Le Grand Mort
Trafalgar Studios 2
From 20 September 2017 to 28 October 2017
Review by Howard Loxton
The late Stephen Clark wrote this play especially for Julian Clary but it is a rather darker piece than Clary’s usual material: more Jeffery Dahmer than Dandini in its mixture of sex, death and cooking.
Le Petit Mort is one way of referring to orgasm but Le Grand Mort presents us with foreplay when Clary’s Michael invites a young man he met in a pub to come round for dinner.
The first twenty minutes of this ninety-minute, single-act play is Michael alone in his pristine, stainless steel kitchen which boasts a life-size, three-dimensional version of Da Vinci’s Vitruvian Man as decoration as well as shiny worktop, fridge and cooker. He chops tomatoes and peppers, stirs in capers (it smells great). He is cooking, he tells us, a puttanesca sauce to serve with pasta. Puttana means whore and the rest of the play has the same level of subtlety but delivered with Clary’s silky style made it sound so witty.
Even before he starts talking (directly addressing the audience), Clary has got his first laughs. He then begins a rhyming verse monologue by floating the idea that a subtle change in the sensation of orgasm may signal you are going down with flu then launches into talk of necrophilia, quoting Herodotus on Egyptian practice to prevent embalmers indulging in it.
When Tim, the dinner guest, turns up, played by the dishy James Nelson-Joyce, conversation continues the sex and death theme. It ranges from what happened to Rasputin’s penis and Catherine the Great’s fatal encounter with a horse, erotic idols from Marilyn to Diana, even Christ on the Cross on the chain round the neck as a necrophile’s sex god.
The tongue-in-cheek shockingness has its own kind of humour, but with a succession of scenes separated by blackouts it tries to turn serious, discussing the difficulty of achieving real intimacy with another. Nelson-Joyce is genuinely moving as he tells of his first lost love (with a cock that was perfect) but, even as the knives come out and director Christopher Renshaw turns down the lights and turns up the music, this still feels titillating, promising something profound but never delivering.
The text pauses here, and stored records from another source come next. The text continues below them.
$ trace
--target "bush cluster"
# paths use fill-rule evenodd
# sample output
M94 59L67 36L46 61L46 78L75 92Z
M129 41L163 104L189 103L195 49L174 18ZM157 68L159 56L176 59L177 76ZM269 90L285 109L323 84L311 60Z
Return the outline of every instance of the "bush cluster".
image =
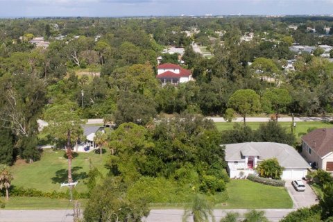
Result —
M269 178L264 178L253 174L249 174L247 178L251 181L262 183L266 185L274 187L284 187L286 182L281 180L273 180Z
M67 190L67 192L58 192L54 190L51 192L44 192L34 188L12 187L10 190L10 194L11 196L46 197L53 199L65 199L69 197L69 190ZM75 198L88 198L89 194L87 193L78 193L75 189L73 189L73 196Z

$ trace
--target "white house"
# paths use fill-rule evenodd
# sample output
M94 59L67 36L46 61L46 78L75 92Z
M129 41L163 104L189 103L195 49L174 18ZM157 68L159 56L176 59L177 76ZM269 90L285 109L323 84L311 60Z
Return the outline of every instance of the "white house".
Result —
M98 131L104 133L104 128L101 126L83 126L83 135L85 137L85 141L80 141L74 146L74 150L78 152L87 151L85 148L89 147L89 151L94 149L96 146L94 142L95 135Z
M318 169L333 171L333 128L311 131L302 138L302 155Z
M223 146L223 145L221 145ZM230 178L255 174L255 167L264 160L277 158L284 167L282 179L301 179L309 164L296 150L287 144L272 142L246 142L225 145L225 160Z
M157 75L162 85L166 83L178 85L193 80L192 74L189 70L182 68L180 66L171 63L164 63L157 67Z

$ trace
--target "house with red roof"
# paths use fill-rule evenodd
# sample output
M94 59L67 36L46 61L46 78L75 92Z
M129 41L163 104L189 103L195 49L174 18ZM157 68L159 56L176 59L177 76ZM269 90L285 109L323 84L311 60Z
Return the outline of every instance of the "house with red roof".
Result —
M333 128L312 130L301 139L302 155L318 169L333 171Z
M167 83L178 85L193 80L192 73L189 70L172 63L159 65L156 78L161 80L162 85Z

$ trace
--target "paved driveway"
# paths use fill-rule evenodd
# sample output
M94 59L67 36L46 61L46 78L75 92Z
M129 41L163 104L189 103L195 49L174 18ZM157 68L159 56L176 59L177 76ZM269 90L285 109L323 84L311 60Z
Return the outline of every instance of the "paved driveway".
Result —
M305 207L309 207L314 204L318 203L317 196L314 194L310 186L306 182L305 191L298 191L293 188L291 184L291 180L286 181L286 187L289 193L290 197L293 202L293 208L301 208Z

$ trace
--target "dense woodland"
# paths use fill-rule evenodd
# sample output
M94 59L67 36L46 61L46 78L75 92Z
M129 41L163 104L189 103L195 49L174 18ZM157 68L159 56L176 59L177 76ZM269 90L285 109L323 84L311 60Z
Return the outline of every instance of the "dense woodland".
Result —
M105 139L112 152L108 163L112 177L98 185L103 191L89 202L91 212L85 212L88 221L112 214L97 204L108 195L112 196L103 199L105 205L135 206L134 221L146 215L145 203L160 200L153 195L142 200L138 194L147 183L221 191L228 180L221 142L293 144L295 138L273 123L257 132L235 126L221 136L203 116L232 120L238 114L245 122L253 114L333 112L333 63L321 57L318 49L298 55L289 49L295 43L333 46L333 28L329 33L324 30L332 26L332 17L324 17L1 19L0 162L12 164L19 155L37 160L37 145L63 146L69 128L72 143L82 134L80 127L57 123L77 121L80 126L80 119L103 118L116 126ZM249 33L253 40L241 41ZM31 44L35 37L44 37L49 46ZM192 42L213 56L195 53ZM164 87L159 83L157 57L178 62L178 56L162 53L169 46L185 49L182 66L195 81ZM291 59L296 60L295 70L287 71ZM173 117L166 120L166 116ZM38 119L55 124L40 133ZM270 133L271 128L278 131ZM105 193L109 189L132 195L117 203L119 196ZM133 212L123 213L125 218Z

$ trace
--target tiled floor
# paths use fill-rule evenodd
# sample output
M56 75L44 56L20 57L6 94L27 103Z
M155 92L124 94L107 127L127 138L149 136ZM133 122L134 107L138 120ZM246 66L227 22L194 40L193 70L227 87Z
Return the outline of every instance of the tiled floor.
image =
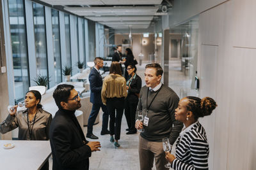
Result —
M142 79L142 85L145 85L144 70L146 64L138 66L138 74ZM169 86L171 87L178 95L180 92L180 87L184 83L186 77L184 73L180 71L179 66L180 66L179 61L170 61L172 68L169 72ZM100 152L93 152L90 158L90 169L91 170L137 170L140 169L138 148L138 135L127 135L125 129L127 128L126 120L123 115L121 136L119 141L120 147L115 148L113 143L109 141L109 135L100 135L102 113L100 113L100 122L93 126L93 132L99 138L99 141L101 144ZM84 127L84 135L87 132L87 127ZM87 139L89 141L90 139ZM50 161L51 162L51 161ZM50 162L50 165L51 162ZM152 169L156 169L153 167Z

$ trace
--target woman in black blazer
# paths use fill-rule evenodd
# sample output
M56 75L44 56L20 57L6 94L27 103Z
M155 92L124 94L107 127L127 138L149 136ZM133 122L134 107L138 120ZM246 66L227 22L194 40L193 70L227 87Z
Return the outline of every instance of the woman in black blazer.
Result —
M137 132L135 128L135 113L141 89L141 78L136 73L137 69L134 65L129 65L127 70L130 79L126 84L128 95L125 99L124 114L128 125L128 129L126 129L128 132L126 134L130 134Z
M166 159L175 170L208 169L209 145L198 118L210 115L217 106L210 97L202 99L188 96L181 99L175 110L175 120L183 122L185 129L177 141L176 157L166 152Z
M126 70L125 72L124 76L125 78L125 80L128 81L128 79L129 78L129 75L130 75L129 74L127 71L128 66L129 65L135 66L135 60L134 60L134 56L133 56L133 53L131 48L127 48L125 49L125 55L126 55L126 58L125 59L124 59L125 62L124 63L124 64L125 66Z

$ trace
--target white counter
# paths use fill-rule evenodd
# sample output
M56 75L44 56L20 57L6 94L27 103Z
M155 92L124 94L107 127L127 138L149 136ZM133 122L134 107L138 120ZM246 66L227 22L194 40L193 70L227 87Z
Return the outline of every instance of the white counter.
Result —
M4 149L4 144L15 147ZM49 141L0 140L0 169L4 170L35 170L41 167L51 155Z

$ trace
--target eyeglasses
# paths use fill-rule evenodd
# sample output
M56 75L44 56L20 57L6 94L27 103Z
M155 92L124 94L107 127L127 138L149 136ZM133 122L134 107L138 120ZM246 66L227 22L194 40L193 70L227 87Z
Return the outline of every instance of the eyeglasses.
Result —
M80 96L80 93L78 92L77 95L76 95L75 97L74 97L73 98L72 98L70 99L67 99L67 101L75 100L76 101L77 101L78 97L79 97L79 96Z

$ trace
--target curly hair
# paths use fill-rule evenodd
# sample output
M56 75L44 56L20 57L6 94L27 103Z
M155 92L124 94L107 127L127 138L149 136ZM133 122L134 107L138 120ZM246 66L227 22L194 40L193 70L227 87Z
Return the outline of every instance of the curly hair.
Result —
M202 99L194 96L188 96L186 98L189 100L187 109L193 113L195 120L210 115L218 106L215 101L209 97Z

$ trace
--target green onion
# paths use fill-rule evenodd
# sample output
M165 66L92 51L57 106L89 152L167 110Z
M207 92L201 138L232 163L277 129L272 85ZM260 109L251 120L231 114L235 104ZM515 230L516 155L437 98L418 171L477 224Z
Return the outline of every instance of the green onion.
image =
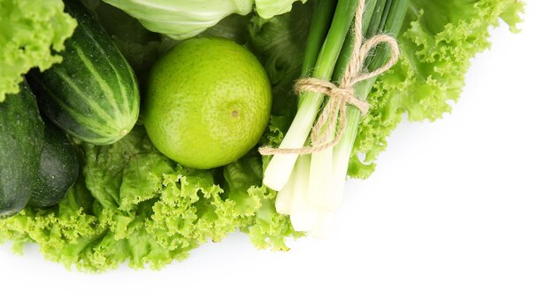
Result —
M328 81L335 71L344 39L349 32L358 0L339 0L329 32L323 42L316 65L311 77ZM316 18L316 20L319 20ZM324 96L319 93L303 92L298 101L298 111L281 143L280 149L296 149L304 145L310 129L323 102ZM264 184L281 190L289 181L298 155L273 155L264 173Z

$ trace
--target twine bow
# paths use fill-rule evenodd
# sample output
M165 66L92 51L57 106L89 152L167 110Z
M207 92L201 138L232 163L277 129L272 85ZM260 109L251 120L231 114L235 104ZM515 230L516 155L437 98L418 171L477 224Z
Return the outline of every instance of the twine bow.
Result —
M365 9L365 0L358 4L354 19L354 47L344 76L337 86L333 82L317 79L304 78L296 81L295 92L310 91L322 93L328 96L328 100L319 119L312 128L312 146L298 149L261 147L258 151L262 155L275 154L310 154L321 151L336 145L346 129L346 107L348 104L358 108L362 114L367 113L369 104L366 101L358 99L355 96L354 86L362 81L378 76L392 67L400 54L396 40L387 35L379 35L372 37L362 43L364 35L362 33L362 18ZM362 73L361 69L369 52L381 43L390 46L390 58L382 66L370 72ZM338 124L338 125L337 125ZM338 126L338 128L337 128ZM328 141L332 134L336 131L334 138Z

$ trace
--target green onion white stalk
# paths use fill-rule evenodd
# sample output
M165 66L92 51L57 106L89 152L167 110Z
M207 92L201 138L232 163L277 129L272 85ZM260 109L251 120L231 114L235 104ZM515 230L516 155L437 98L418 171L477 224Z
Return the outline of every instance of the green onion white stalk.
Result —
M325 24L328 24L321 17L321 12L327 12L326 18L329 18L329 6L332 5L327 3L327 6L323 10L322 3L326 1L320 1L316 8L303 76L338 82L344 74L352 53L353 33L350 28L358 1L338 1L328 34L321 44ZM381 33L396 35L408 5L409 0L368 0L362 20L362 32L366 37ZM314 45L321 47L317 60ZM384 47L378 47L369 58L365 71L372 71L382 66L389 58L389 51ZM312 73L309 72L311 67ZM367 99L374 82L375 78L358 82L355 86L356 97ZM300 95L298 111L280 149L298 149L305 145L324 98L322 94L313 92ZM335 212L342 200L348 165L360 120L359 110L348 106L346 119L345 131L334 148L311 155L276 154L265 169L264 183L280 190L276 201L277 211L289 214L297 231L306 231L319 237L325 237L329 233Z
M333 21L311 77L328 81L335 71L342 43L354 18L357 0L339 0ZM317 16L316 16L317 17ZM316 18L313 22L319 21ZM313 122L323 103L324 96L319 93L303 92L298 100L298 112L285 135L280 149L302 148L310 134ZM277 154L268 164L264 174L264 184L274 189L282 189L295 166L298 155Z

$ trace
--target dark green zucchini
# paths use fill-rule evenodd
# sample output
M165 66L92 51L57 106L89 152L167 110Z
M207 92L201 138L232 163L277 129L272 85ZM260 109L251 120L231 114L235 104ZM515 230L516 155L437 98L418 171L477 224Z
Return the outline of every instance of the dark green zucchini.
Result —
M93 144L122 138L138 119L136 76L110 35L75 0L65 11L78 26L65 41L64 60L30 73L42 113L74 137Z
M41 163L28 205L45 208L65 197L79 175L75 149L64 131L46 122Z
M27 204L38 172L44 123L27 82L0 103L0 218Z

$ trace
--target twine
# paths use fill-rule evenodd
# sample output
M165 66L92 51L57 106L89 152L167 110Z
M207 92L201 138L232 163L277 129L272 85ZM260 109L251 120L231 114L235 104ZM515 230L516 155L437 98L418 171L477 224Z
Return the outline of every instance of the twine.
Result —
M304 78L296 81L295 92L310 91L322 93L328 96L327 104L319 114L319 118L312 128L312 146L297 149L260 147L258 151L262 155L276 154L311 154L334 147L340 141L346 129L346 106L353 105L358 108L362 114L367 113L369 104L364 100L356 98L354 85L358 82L378 76L392 67L398 60L400 50L396 40L387 35L379 35L372 37L362 43L364 34L362 33L362 19L365 0L360 0L358 4L354 19L354 47L350 61L346 67L344 76L339 86L333 82L317 79ZM369 52L381 43L387 43L390 46L391 54L389 61L382 66L364 73L361 68ZM338 124L338 129L337 129ZM336 130L336 135L333 140L329 140L329 135Z

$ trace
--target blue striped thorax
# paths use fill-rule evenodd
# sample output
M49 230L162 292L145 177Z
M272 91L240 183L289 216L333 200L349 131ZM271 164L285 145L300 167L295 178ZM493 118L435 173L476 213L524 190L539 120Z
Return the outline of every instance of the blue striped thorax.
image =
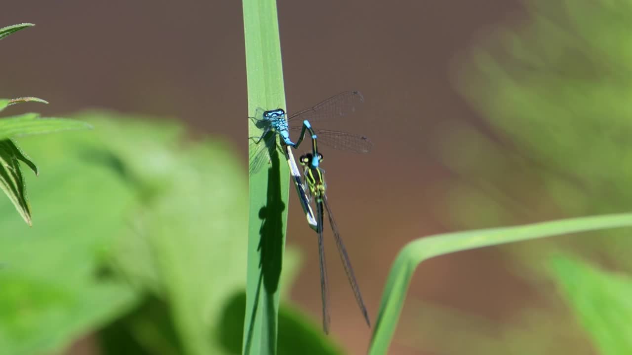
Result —
M315 197L317 201L322 199L322 196L325 195L326 188L322 171L318 167L318 162L322 160L322 159L323 156L320 153L318 153L317 157L314 157L311 153L307 153L301 155L299 159L301 165L305 167L305 178L310 190L310 194Z

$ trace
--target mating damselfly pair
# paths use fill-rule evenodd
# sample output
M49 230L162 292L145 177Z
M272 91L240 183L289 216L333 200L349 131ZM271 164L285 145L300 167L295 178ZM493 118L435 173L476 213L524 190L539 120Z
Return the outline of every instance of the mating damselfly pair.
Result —
M368 153L372 147L371 141L366 136L332 131L317 129L312 127L313 123L327 119L342 118L355 111L356 107L363 101L362 95L357 91L348 91L336 95L315 106L302 110L292 115L286 115L282 109L264 111L258 109L256 117L250 117L256 126L262 130L259 136L249 137L252 144L255 145L250 150L250 174L261 170L266 162L270 161L270 147L280 149L285 155L289 165L290 172L294 180L296 193L308 224L318 235L319 261L320 268L320 290L322 301L322 324L325 333L329 332L329 292L327 291L327 268L325 265L324 244L323 240L324 220L327 211L329 224L334 234L338 253L347 275L349 283L353 291L356 301L360 306L367 324L370 327L368 313L362 300L360 287L356 281L346 249L338 231L337 226L331 213L331 208L325 194L324 170L320 167L323 155L319 151L318 142L332 148L356 153ZM300 123L300 126L291 126L292 123ZM296 143L289 136L291 131L300 131ZM303 141L305 135L309 133L312 138L311 152L301 155L299 161L303 167L303 181L296 166L292 148L297 149ZM276 137L279 137L277 145ZM306 192L307 191L307 192ZM316 207L314 215L311 203Z

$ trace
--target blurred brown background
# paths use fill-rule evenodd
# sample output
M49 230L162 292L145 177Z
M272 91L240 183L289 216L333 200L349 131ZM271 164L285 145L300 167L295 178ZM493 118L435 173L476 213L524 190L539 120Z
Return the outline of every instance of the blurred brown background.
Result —
M477 119L453 87L451 66L487 27L519 21L521 6L281 0L278 8L288 111L345 90L365 96L359 115L329 126L370 136L374 151L323 152L332 207L374 320L397 251L413 239L456 228L434 218L451 176L426 143L447 118ZM0 60L11 69L3 73L0 97L44 98L51 104L37 111L49 116L97 107L176 117L229 140L246 174L241 2L40 0L8 2L3 10L2 25L37 26L3 41ZM298 207L290 210L288 243L305 256L292 296L318 319L316 241ZM333 336L352 353L363 352L370 332L332 242L327 248ZM490 250L426 263L409 299L502 321L512 305L530 302L524 291ZM396 339L391 351L418 353Z

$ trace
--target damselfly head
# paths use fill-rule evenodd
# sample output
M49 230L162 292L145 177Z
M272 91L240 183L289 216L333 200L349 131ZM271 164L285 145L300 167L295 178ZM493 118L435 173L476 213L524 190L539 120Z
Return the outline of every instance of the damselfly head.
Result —
M270 119L274 118L282 117L285 116L285 111L283 109L277 109L276 110L269 110L267 111L264 111L264 118L265 119Z

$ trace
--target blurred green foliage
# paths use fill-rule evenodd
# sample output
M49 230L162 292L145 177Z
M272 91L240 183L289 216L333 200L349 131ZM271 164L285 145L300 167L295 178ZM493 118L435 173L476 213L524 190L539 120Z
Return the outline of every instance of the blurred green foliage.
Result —
M240 353L241 160L176 123L105 112L75 118L95 129L23 143L40 162L40 177L27 179L33 227L0 202L0 352L59 353L92 334L102 354ZM282 284L298 262L288 253ZM300 339L312 353L341 351L296 311L283 311L279 326L284 353Z
M32 23L20 23L3 27L0 28L0 39L32 26L34 26ZM30 97L0 99L0 111L11 105L27 102L48 103L41 99ZM35 113L0 119L0 190L4 191L25 222L29 225L31 224L31 208L20 164L20 162L26 164L35 174L37 174L37 167L12 138L88 128L88 126L81 121L59 118L42 119L39 114Z
M514 21L520 25L483 33L471 56L455 63L456 86L482 119L446 120L435 135L441 141L433 142L455 178L443 212L457 228L629 210L632 3L536 0L524 5L526 16ZM530 353L585 353L571 340L579 335L595 348L585 349L587 354L632 352L625 325L629 281L595 266L632 270L629 234L608 230L503 247L511 255L507 267L545 301L516 311L546 326L492 322L490 327L504 326L503 333L513 329L524 335L522 341L504 337L492 342L531 349ZM551 253L560 250L583 261L557 260L548 268ZM559 294L547 287L552 281L559 285ZM560 311L562 301L568 314ZM439 315L449 318L444 310ZM485 324L463 316L462 324ZM547 330L550 325L556 325L555 335ZM470 346L483 346L489 336L474 327L465 328ZM534 342L549 343L552 336L565 347L530 347Z

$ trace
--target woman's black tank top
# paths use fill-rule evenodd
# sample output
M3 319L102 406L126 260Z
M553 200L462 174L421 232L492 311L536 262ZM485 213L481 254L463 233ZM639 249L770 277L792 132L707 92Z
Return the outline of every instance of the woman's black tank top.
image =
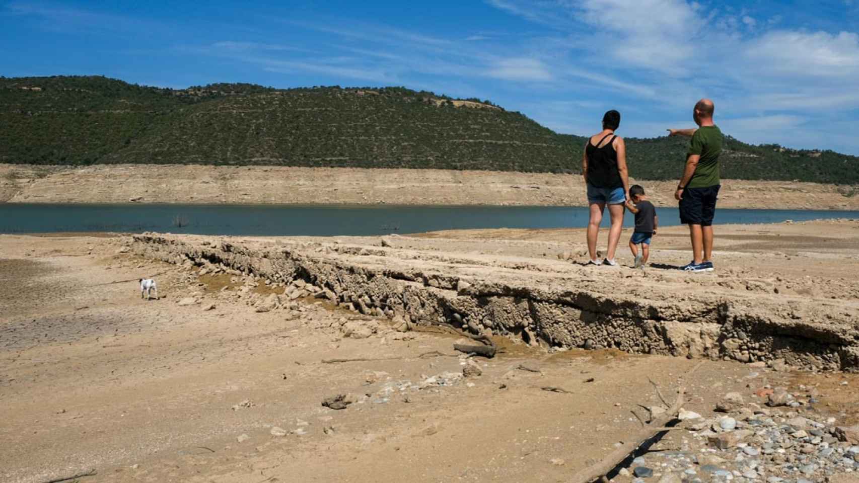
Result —
M613 133L606 134L600 142L610 136L613 136ZM588 140L588 147L585 148L585 154L588 155L588 183L597 188L613 189L624 185L624 182L620 179L620 172L618 171L618 152L612 145L615 137L618 136L612 137L601 148L597 148L600 142L594 146Z

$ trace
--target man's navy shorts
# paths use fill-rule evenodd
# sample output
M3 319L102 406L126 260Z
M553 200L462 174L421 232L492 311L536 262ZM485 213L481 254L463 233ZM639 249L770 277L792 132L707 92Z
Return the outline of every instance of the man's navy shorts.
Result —
M721 184L704 188L686 188L680 198L680 223L710 226L716 214L716 200Z

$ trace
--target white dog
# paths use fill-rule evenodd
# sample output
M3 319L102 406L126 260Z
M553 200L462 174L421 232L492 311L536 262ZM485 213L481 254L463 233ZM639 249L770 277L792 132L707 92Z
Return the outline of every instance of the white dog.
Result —
M152 279L140 279L140 298L143 298L143 293L146 293L146 299L149 299L149 292L155 291L155 300L158 300L158 286L155 285L155 281Z

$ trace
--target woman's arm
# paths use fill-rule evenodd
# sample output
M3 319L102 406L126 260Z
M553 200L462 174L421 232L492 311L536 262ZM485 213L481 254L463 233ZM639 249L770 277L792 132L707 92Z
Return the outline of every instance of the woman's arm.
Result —
M630 175L626 170L626 143L623 137L614 140L617 143L614 150L618 153L618 172L620 173L620 180L624 184L624 196L630 199Z
M588 141L588 142L590 142ZM585 184L588 184L588 145L585 144L585 150L582 152L582 177L585 179Z

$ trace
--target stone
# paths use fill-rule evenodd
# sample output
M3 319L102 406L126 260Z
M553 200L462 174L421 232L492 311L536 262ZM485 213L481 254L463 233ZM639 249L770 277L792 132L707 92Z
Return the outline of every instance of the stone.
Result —
M743 396L739 392L726 394L716 405L716 410L721 413L734 413L742 409L745 404Z
M838 438L838 441L844 441L850 444L859 444L859 425L837 426L834 435Z
M701 414L698 414L694 411L680 409L680 412L677 414L677 419L681 421L685 421L686 420L699 420L701 419Z
M720 450L728 450L734 448L752 434L752 432L748 430L737 430L710 436L707 440Z
M737 427L737 420L734 418L722 418L719 420L719 427L723 431L734 431Z
M772 394L767 396L766 405L771 408L789 406L794 401L794 396L784 388L776 388Z
M178 304L180 307L193 305L196 303L197 303L197 299L194 299L193 297L186 297L185 299L182 299L178 302L176 302L176 304Z
M466 366L462 368L462 375L466 377L477 377L483 374L483 369L477 362L469 359L466 361Z

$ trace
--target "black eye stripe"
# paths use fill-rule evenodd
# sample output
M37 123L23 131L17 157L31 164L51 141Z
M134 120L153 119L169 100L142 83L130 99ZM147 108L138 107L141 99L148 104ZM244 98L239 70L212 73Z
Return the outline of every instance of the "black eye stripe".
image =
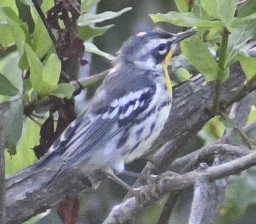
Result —
M156 47L156 50L159 51L163 51L165 49L165 47L166 45L165 44L161 44Z

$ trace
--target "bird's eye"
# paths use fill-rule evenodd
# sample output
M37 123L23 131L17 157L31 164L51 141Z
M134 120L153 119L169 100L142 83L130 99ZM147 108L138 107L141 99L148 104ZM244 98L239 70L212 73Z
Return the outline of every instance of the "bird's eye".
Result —
M165 49L165 45L164 44L161 44L157 47L157 50L159 51L164 50Z

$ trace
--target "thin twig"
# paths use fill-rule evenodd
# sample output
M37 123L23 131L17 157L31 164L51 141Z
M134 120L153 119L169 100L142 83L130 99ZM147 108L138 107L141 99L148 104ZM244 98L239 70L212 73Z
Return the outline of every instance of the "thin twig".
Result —
M5 223L5 141L0 120L0 224Z
M252 87L256 83L256 74L245 84L242 86L236 92L234 96L231 98L231 100L227 102L224 105L224 108L227 109L229 108L233 104L242 98L247 93L248 89L249 87Z
M41 17L42 21L43 21L43 23L44 23L44 26L45 26L45 28L46 29L46 30L47 31L47 32L49 34L49 36L50 36L50 38L52 39L52 41L53 41L54 46L55 46L55 49L57 50L56 48L56 44L57 44L57 40L54 35L53 34L53 32L50 30L50 29L49 28L49 26L48 26L46 21L45 21L45 17L44 16L44 14L43 12L43 11L42 11L41 8L40 8L40 6L39 4L37 3L37 2L36 0L32 0L33 4L34 4L34 6L35 6L35 9L36 9L36 11L37 11L37 13L39 13L40 17ZM58 55L59 54L58 53Z

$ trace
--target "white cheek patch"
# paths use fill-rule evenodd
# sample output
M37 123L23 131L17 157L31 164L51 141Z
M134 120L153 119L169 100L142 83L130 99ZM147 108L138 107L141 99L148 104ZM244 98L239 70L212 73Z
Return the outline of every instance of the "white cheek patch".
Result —
M159 54L162 55L165 54L167 51L167 49L165 49L164 50L161 50L161 51L159 51L158 53Z

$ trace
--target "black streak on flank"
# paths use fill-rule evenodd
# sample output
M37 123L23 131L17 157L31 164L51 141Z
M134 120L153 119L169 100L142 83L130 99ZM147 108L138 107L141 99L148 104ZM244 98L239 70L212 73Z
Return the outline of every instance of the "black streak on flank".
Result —
M129 153L131 153L133 151L134 151L137 148L138 148L138 146L140 144L141 141L138 142L136 145L133 146L130 150L129 150Z
M136 132L135 132L137 140L138 140L139 139L139 137L140 137L140 135L144 130L144 128L145 127L143 127L140 128L138 130L136 131Z

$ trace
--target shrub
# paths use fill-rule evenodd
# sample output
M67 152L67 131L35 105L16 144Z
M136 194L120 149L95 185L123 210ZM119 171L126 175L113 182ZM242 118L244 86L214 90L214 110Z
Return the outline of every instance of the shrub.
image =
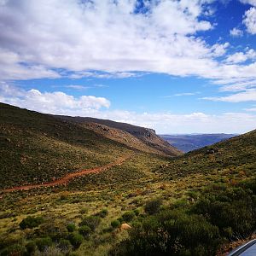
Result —
M135 217L135 212L126 212L122 215L122 218L125 221L131 221L132 218Z
M79 228L79 233L84 237L88 238L90 236L90 234L91 233L91 230L88 226L81 226Z
M105 218L108 214L108 209L102 209L100 212L98 212L96 215L100 216L101 218Z
M26 245L26 248L28 254L31 255L36 251L37 245L34 241L31 241Z
M111 222L111 226L113 229L116 229L116 228L119 227L120 224L121 224L121 223L118 219L115 219L115 220L113 220L113 221Z
M58 243L58 247L64 252L69 252L72 250L72 244L69 240L61 239Z
M148 214L155 214L159 212L162 201L160 199L148 201L145 205L145 212Z
M81 214L85 214L85 213L88 212L88 209L83 207L83 208L80 209L79 212L80 212Z
M133 210L133 212L134 212L136 216L138 216L140 214L140 212L139 212L138 209L135 209L135 210Z
M81 243L83 242L84 237L82 235L78 233L71 233L68 236L68 240L70 241L71 244L73 246L75 249L78 249Z
M49 236L36 239L36 245L39 251L44 252L53 244Z
M44 218L42 217L28 216L20 223L20 227L21 230L25 230L26 228L32 229L38 227L43 222Z
M68 232L73 232L76 230L76 225L73 223L69 223L67 225L67 230Z
M26 248L20 244L14 244L6 247L1 253L1 256L9 256L9 255L23 255L26 252Z
M88 226L91 231L95 231L96 227L100 224L101 218L98 216L88 216L82 219L80 226Z
M169 210L134 224L110 254L213 256L218 244L218 229L203 217Z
Tim takes his kit off, matching well with the Vitruvian standards, but the baring of feeling in this encounter is far from completely convincing. Like the setting, it’s contrived although stylish. Clary’s characteristic delivery gives it an air of more wit than is actually present and though the play seems to aim for some classic catharsis it never gets there. Superficially entertaining, Le Grand Mort is an extended first course that never serves up the main one.